Un cuadrilatero giratorio, una pared que se abre para revelar vidrio, aparatos de iluminación que suben y bajan para provocar contraluces bellísimos, texturas en madera y textiles en índigo y color vino; todo a la vista es precioso, es elegante, es sofisticado, y nuevamente, todo, especialmente la iluminación de los últimos dos minutos de la obra, está perfectamente hilado para que Siete Veces Adiós se te clave en el pecho.

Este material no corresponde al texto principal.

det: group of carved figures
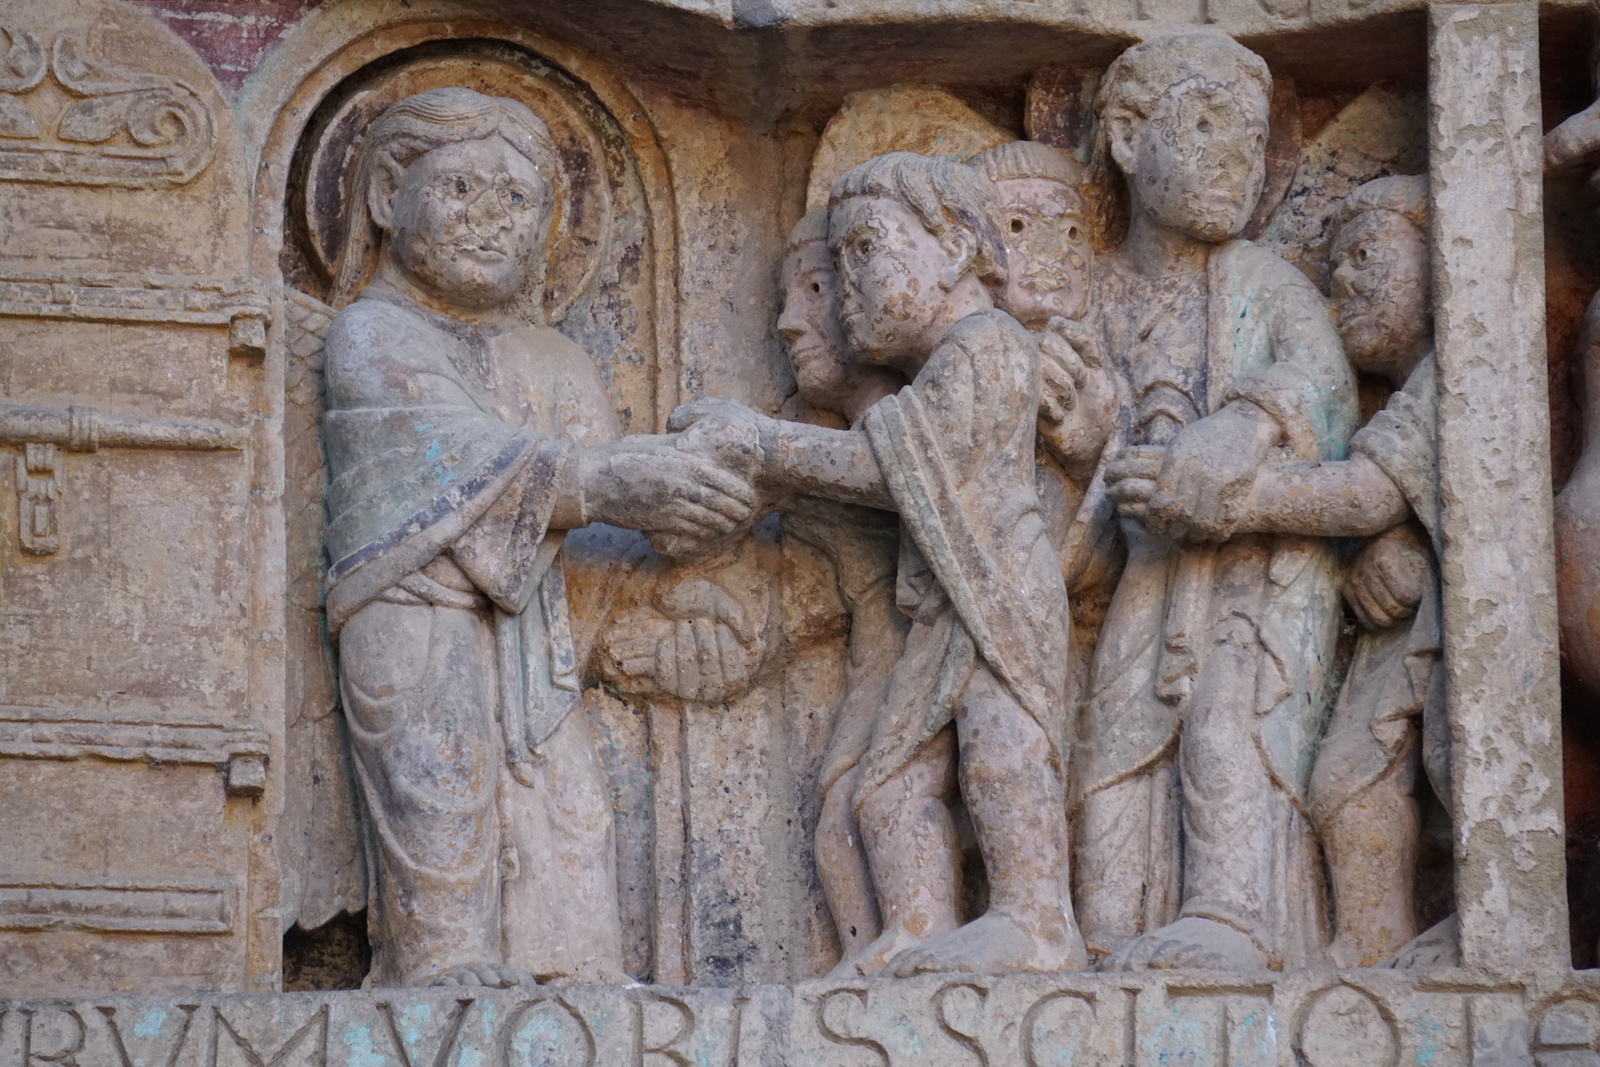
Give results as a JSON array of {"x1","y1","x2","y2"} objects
[{"x1": 319, "y1": 32, "x2": 1459, "y2": 988}]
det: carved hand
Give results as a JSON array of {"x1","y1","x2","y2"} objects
[
  {"x1": 1142, "y1": 400, "x2": 1282, "y2": 543},
  {"x1": 1037, "y1": 316, "x2": 1117, "y2": 480},
  {"x1": 1105, "y1": 443, "x2": 1167, "y2": 522},
  {"x1": 668, "y1": 398, "x2": 774, "y2": 481},
  {"x1": 598, "y1": 576, "x2": 765, "y2": 703},
  {"x1": 1344, "y1": 523, "x2": 1431, "y2": 630},
  {"x1": 578, "y1": 434, "x2": 757, "y2": 539}
]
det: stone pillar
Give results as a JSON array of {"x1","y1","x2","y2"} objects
[{"x1": 1429, "y1": 0, "x2": 1569, "y2": 975}]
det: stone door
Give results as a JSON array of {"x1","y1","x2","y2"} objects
[{"x1": 0, "y1": 0, "x2": 276, "y2": 994}]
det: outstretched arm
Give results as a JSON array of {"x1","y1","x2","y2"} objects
[
  {"x1": 669, "y1": 398, "x2": 894, "y2": 511},
  {"x1": 1106, "y1": 399, "x2": 1410, "y2": 542},
  {"x1": 1237, "y1": 455, "x2": 1411, "y2": 537}
]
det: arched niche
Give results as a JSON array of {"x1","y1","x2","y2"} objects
[{"x1": 240, "y1": 12, "x2": 679, "y2": 933}]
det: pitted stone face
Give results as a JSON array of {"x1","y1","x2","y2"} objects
[
  {"x1": 1330, "y1": 208, "x2": 1431, "y2": 385},
  {"x1": 380, "y1": 136, "x2": 552, "y2": 312},
  {"x1": 830, "y1": 195, "x2": 971, "y2": 370},
  {"x1": 992, "y1": 177, "x2": 1091, "y2": 328}
]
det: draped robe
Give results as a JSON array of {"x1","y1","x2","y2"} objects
[
  {"x1": 854, "y1": 309, "x2": 1072, "y2": 803},
  {"x1": 322, "y1": 286, "x2": 625, "y2": 986},
  {"x1": 1073, "y1": 241, "x2": 1357, "y2": 967},
  {"x1": 1310, "y1": 351, "x2": 1448, "y2": 829}
]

Que bello salir del teatro con tanto orgullo por lo que se puede hacer en tu país. De llorar con gusto, llorar desde la vena de lo visual y lo auditivo y no el melodrama forzado; de disfrutar de voces únicas y arreglos increíbles que no caen en el clásico sonido noventero, o peor aún, en la cansadísima fórmula de la rocola. De disfrutar de un texto que, no se salva del cliché y la cursilería, pero se esfuerza, y se nota, que está tratando de contar algo distinto y con palabras propias. Que bella es Siete Veces Adiós, definitivamente una nueva estrella en el firmamento teatrero tan necesitado de astros que brillen a su favor.

Siete Veces Adiós se presenta viernes, sábados y domingos en el Nuevo Teatro Ramiro Jiménez.